The currency dropped 0.9 percent to 2.3958 per U.S. dollar at the close of trade in Sao Paulo in the biggest decline among 24 emerging-market currencies tracked by Bloomberg. The real climbed earlier today to 2.3601, the strongest intraday level since Sept. 19.
Projected shifts in the currency have mounted before the Oct. 26 second round of the presidential vote, with one-month implied volatility on options for the real increasing today to 23 percent, the highest among developing nations. The real also dropped today as Aecio Neves, who is challenging President Dilma Rousseff in the runoff, still awaited an endorsement from Marina Silva, who finished third in the first round.
“Better-than-expected U.S. job data helped boost the dollar versus the real,” Luciano Copi, manager at Correparti Corretora de Cambio in Curitiba, Brazil, said in an e-mailed research note to clients. “Silva’s postponement of the announcement that she would support Neves also generated speculation.”
Silva is seeking Neves’s commitment to political changes she favors, Beto Albuquerque, who was Silva’s running mate, said in Brasilia. Neves did receive the backing of the Brazilian Socialist Party, on whose ticket Silva ran.
Speculation that a new government would revive economic growth and curb inflation helped to push the real to a one-month high in August.
Consumer prices increased 6.75 percent in the 12 months through September, the fastest pace since October 2011, the national statistics agency reported yesterday. The official target is 4.5 percent plus or minus 2 percentage points.
Gross domestic product shrank by 0.6 percent in the second quarter from the previous three months after contracting a revised 0.2 percent from January through March.
In the Oct. 5 first round of the election, Rousseff had 42 percent of the vote, followed by Neves with 34 percent and Silva 21 percent. Neves received more than the 26 percent support he garnered in a Datafolha poll published Oct. 4.

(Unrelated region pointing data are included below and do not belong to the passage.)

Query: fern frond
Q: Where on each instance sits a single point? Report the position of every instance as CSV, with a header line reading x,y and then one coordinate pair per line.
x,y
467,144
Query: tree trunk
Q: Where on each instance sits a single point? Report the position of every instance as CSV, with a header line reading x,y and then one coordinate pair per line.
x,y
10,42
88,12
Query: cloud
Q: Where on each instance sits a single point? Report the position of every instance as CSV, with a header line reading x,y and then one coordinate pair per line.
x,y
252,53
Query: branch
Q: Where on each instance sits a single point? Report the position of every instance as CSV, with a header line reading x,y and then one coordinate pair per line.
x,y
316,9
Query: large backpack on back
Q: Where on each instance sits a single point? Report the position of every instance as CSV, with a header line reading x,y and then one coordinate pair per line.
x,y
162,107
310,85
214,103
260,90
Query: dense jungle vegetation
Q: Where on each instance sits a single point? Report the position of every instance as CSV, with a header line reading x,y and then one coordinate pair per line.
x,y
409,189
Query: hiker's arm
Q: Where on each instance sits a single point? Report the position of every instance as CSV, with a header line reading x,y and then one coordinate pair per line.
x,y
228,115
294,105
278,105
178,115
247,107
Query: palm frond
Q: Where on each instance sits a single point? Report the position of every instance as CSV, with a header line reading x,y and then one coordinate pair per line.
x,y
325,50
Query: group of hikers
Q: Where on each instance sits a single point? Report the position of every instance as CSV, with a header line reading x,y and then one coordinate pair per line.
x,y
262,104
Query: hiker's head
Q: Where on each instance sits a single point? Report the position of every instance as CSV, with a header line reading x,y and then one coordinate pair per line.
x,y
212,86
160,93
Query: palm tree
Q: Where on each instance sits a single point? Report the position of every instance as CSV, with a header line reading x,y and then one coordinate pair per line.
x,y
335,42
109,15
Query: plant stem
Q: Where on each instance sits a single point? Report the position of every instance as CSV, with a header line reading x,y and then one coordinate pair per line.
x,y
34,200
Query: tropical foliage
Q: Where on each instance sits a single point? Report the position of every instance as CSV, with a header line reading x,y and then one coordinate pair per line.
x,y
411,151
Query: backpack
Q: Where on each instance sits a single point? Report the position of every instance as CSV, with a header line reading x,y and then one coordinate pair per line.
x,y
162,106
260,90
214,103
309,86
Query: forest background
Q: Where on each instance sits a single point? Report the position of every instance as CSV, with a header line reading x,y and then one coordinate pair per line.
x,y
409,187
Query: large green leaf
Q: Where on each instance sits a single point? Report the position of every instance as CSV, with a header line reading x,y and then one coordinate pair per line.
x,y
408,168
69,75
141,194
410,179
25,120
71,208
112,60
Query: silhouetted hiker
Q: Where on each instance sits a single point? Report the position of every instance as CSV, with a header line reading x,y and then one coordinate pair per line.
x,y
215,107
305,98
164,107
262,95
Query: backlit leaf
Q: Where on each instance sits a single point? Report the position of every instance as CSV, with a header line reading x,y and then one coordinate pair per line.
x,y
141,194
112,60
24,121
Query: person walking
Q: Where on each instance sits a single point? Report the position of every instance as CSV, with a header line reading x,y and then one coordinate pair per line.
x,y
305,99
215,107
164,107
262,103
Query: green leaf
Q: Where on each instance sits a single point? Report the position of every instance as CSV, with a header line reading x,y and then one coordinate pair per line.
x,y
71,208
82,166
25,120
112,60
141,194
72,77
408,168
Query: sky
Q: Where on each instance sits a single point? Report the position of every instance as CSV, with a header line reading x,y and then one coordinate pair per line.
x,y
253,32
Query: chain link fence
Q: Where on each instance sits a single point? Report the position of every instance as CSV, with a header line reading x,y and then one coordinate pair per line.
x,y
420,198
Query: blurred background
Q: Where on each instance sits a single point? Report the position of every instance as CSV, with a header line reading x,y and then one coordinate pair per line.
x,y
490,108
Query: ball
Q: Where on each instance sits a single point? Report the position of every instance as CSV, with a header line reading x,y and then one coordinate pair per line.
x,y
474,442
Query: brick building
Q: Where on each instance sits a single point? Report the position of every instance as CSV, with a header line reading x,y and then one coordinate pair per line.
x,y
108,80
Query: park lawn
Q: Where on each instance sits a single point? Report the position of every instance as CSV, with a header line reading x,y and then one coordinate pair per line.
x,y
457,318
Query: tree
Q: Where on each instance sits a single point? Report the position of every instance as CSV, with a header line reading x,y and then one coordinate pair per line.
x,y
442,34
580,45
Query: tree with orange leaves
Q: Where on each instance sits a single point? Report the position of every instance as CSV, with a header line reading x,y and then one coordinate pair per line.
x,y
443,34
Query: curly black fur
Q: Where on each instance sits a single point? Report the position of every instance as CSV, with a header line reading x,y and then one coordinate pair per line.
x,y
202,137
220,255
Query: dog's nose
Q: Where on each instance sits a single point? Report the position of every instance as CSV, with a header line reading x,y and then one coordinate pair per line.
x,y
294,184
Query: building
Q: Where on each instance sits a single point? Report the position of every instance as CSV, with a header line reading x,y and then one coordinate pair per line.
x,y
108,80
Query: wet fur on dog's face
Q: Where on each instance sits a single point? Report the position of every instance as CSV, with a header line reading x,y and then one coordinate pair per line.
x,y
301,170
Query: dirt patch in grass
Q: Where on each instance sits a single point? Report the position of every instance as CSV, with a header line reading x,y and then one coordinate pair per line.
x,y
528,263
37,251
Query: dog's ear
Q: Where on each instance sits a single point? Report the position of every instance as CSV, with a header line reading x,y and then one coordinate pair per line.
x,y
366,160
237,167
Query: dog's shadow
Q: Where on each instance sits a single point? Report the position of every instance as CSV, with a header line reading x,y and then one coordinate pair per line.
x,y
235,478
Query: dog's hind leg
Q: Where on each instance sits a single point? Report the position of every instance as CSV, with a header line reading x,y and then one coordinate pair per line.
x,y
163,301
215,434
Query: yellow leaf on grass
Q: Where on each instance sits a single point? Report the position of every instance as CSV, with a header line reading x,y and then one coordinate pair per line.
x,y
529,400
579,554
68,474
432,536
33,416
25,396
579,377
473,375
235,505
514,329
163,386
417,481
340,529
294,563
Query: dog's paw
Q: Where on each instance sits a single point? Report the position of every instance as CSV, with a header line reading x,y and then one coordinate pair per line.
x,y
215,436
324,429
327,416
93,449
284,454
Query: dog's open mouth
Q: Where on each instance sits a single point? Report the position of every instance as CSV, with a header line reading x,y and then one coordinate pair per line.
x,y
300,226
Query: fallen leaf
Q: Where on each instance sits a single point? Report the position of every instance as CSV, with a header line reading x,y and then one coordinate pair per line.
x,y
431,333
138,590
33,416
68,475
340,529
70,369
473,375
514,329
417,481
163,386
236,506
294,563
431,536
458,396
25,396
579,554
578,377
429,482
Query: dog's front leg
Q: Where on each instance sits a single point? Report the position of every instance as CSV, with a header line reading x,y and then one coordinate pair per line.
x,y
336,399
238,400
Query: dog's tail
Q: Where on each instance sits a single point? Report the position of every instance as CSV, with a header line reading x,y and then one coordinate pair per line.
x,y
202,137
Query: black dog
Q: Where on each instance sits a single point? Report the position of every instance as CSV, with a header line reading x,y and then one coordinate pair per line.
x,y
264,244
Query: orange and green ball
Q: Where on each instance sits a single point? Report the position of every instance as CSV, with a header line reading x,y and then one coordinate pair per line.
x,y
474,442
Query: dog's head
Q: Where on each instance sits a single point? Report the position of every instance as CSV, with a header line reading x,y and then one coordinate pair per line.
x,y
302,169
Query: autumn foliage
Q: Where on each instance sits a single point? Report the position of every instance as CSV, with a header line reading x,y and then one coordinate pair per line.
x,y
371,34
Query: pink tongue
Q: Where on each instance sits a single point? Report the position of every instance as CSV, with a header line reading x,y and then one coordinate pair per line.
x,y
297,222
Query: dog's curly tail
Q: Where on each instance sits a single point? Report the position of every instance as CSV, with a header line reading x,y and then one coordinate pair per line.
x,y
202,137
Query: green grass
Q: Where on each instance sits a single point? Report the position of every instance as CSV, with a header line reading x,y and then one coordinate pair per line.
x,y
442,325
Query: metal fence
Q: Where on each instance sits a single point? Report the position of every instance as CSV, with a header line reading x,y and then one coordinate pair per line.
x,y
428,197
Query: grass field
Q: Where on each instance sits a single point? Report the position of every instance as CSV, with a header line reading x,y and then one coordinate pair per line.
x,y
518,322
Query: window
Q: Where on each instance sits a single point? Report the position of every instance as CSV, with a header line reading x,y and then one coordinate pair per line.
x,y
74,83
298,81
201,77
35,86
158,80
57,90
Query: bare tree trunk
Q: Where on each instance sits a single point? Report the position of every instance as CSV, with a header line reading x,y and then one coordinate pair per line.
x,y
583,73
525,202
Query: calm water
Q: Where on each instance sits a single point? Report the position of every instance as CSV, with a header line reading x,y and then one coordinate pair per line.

Swap rates, a gauge of expectations for changes in borrowing costs, rose 0.03 percentage point to 11.86 percent today on the contract due in January 2016.
The central bank raised the target lending rate by 3.75 percentage points in the year through April to a two-year high of 11 percent in an effort to curb inflation before holding borrowing costs steady for the past three meetings.
Brazil sold today $197.8 million of foreign-exchange swaps as part of an intervention program to support the currency and rolled over contracts worth $393.4 million.
In the U.S., figures from the Labor Department showed that the number of people seeking jobless benefits at state employment agencies averaged 287,750 in the four weeks ended Oct. 4, an eight-year low.